Lo peor de todo, sin embargo, es que los diarios de Madrid, estos días, este domingo —ya veremos mañana— no se hacen eco del aniversario olímpico. Se conoce que no consiguen verlo como una gesta lo bastante española o de España de la misma manera que lo hace el propagandismo maragallista. Siempre es así. Cuando el Mundial de fútbol de 2010 no se podía decir que España jugaba como el Barça y con la columna vertebral del Barça. No era español. Lo era esconder al Barça en el 2010 y lo era esconder Catalunya en 1992 —uno de los que se encargó es Baltasar Garzón con el arresto, prisión y tortura de independentistas. Alguna cosa falla en el relato tercerista y no es de ahora. Quizás es que los diarios españoles están incómodos con la mínima catalanidad de los Juegos de 1992 o de La Roja de 2010. Lo sabía bien el principal ejecutivo de la organización de los Juegos, Josep Miquel Abad, que veía más allá del acontecimiento deportivo una oportunidad de resolver el maltrato español a Barcelona: "Confieso sin rubor, que [...] se trataba [...] de acertar con la idea de que permitiera hacer en cinco o seis años lo que no se había hecho en cincuenta, con el riesgo de tardar cincuenta años más si no se aprovechaba la oportunidad".

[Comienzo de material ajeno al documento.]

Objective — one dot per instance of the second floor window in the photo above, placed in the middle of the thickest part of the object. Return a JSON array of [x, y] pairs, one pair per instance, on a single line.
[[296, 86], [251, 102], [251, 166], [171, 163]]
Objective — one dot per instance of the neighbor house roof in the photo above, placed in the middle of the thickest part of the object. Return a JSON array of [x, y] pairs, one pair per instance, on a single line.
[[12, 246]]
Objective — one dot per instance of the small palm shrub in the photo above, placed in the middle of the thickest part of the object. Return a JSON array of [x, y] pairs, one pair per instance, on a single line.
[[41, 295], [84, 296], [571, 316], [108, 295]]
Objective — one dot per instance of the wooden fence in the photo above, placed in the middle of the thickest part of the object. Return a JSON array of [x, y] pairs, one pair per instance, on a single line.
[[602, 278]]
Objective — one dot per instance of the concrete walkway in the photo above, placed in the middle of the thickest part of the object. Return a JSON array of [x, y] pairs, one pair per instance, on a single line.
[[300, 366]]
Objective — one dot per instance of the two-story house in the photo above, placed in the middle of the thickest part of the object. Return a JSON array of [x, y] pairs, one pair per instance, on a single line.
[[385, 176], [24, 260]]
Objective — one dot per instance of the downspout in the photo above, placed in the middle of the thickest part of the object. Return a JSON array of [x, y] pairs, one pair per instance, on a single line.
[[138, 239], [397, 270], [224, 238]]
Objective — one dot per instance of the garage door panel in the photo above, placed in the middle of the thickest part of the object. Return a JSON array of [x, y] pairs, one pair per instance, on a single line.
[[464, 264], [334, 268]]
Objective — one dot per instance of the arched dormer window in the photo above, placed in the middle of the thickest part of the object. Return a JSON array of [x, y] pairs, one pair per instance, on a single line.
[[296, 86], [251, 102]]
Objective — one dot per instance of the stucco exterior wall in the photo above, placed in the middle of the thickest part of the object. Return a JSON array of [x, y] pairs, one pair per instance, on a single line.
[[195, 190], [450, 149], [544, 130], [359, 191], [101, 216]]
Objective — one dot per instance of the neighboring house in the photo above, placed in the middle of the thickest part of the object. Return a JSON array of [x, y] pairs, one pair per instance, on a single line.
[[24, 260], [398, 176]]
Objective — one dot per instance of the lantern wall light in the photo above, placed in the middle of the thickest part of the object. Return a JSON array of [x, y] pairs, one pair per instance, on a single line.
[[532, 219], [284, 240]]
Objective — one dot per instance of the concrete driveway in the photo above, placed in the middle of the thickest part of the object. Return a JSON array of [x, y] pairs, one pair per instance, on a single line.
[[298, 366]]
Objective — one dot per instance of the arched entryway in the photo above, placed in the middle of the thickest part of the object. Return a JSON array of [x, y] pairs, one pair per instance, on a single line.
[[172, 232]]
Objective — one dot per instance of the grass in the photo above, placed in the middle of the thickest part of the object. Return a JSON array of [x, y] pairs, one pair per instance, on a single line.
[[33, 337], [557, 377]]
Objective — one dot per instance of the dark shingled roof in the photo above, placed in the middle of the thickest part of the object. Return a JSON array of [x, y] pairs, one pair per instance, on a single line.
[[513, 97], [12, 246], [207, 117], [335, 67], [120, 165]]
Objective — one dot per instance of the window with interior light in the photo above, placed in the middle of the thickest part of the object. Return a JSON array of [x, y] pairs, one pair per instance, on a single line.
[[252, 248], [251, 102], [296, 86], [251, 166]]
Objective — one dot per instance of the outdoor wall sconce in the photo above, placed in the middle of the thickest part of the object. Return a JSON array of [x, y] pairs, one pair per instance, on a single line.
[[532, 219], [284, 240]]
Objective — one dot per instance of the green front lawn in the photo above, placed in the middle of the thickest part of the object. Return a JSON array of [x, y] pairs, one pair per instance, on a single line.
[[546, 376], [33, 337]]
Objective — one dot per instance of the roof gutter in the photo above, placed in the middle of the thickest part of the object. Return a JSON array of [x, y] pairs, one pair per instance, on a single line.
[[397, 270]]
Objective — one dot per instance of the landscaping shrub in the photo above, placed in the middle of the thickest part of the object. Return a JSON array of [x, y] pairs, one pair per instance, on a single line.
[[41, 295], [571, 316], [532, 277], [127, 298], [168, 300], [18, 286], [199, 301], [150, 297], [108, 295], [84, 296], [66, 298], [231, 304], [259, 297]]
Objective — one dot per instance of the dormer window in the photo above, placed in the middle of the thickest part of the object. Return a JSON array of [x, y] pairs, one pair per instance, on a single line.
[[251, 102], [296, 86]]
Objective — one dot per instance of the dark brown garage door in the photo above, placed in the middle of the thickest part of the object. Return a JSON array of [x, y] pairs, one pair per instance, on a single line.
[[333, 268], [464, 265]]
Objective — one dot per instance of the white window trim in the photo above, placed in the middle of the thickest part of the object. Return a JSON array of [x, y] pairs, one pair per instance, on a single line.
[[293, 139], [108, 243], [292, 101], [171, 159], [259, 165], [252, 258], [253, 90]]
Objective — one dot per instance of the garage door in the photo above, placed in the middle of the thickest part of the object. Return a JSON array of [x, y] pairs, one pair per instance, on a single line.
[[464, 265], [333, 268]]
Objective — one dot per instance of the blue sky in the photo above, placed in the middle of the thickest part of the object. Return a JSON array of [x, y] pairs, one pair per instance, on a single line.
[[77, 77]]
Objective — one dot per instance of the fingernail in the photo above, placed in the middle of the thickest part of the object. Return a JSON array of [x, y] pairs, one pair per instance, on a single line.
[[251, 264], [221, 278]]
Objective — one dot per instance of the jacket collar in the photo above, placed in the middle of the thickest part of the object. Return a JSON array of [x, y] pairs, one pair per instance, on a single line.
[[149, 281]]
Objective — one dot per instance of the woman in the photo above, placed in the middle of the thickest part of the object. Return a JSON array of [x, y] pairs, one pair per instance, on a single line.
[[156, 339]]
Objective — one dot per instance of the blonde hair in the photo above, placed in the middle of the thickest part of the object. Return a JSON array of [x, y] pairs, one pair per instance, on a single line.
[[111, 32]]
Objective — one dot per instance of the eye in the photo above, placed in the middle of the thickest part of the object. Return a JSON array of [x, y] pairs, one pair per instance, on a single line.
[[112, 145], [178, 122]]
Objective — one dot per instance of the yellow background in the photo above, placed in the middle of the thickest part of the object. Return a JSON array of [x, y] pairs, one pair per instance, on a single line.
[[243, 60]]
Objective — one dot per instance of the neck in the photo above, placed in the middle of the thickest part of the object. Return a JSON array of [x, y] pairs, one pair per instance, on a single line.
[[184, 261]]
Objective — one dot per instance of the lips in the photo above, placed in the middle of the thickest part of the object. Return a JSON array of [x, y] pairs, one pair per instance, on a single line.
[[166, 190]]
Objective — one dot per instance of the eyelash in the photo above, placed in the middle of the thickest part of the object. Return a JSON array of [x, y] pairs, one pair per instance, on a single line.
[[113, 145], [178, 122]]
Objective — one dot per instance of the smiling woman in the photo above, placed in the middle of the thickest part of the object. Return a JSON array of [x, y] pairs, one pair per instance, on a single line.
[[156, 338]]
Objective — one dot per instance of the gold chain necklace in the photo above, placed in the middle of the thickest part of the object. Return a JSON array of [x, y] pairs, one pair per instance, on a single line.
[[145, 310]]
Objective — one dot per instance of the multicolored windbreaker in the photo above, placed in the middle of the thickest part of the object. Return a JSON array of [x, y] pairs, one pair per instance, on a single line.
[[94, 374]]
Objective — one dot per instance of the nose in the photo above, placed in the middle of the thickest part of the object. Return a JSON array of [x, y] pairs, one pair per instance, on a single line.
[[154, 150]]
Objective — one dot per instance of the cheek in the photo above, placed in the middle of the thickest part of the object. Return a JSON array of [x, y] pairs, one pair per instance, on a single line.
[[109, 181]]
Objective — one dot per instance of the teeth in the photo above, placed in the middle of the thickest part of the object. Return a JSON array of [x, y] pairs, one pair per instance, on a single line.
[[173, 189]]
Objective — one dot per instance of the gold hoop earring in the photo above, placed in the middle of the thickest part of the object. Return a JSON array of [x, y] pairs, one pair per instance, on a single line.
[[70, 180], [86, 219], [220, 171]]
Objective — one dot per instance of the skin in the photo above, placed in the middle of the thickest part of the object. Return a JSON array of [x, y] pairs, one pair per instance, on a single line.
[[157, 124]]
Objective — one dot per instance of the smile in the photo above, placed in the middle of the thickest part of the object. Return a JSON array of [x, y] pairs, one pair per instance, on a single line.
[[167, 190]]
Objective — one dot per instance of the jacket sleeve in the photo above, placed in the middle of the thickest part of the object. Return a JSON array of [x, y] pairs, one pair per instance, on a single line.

Este domingo, pues, no hay que extrañarse por el contraste chillón entre la prensa de Madrid, que ignora y desconoce Barcelona'92 pese a que serían los únicos Juegos Olímpicos españoles —no digamos nada de los tres fracasos de Madrid, que se enfadan—, y el entusiasmo del tercerismo catalán para mitificar Barcelona'92 como una especie de reencuentro Catalunya-Espanya del que, 30 años después, tenemos que aprender tanto. Este contraste confirma el vacío y la insustancialidad de la nostalgia del "país de 1992", que sería la Ítaca de verdad. Es una actitud fallida, acomplejada, fake. Un simulacro. Aquel país es inexistente hoy no porque alguien se lo ha cargado —los indepes irresponsables, las élites avariciosas, el neoliberalismo salvaje... Nah. Ese país no existe hoy porque tampoco existía entonces. Sólo era un discurso a medias y unas imágenes por televisión.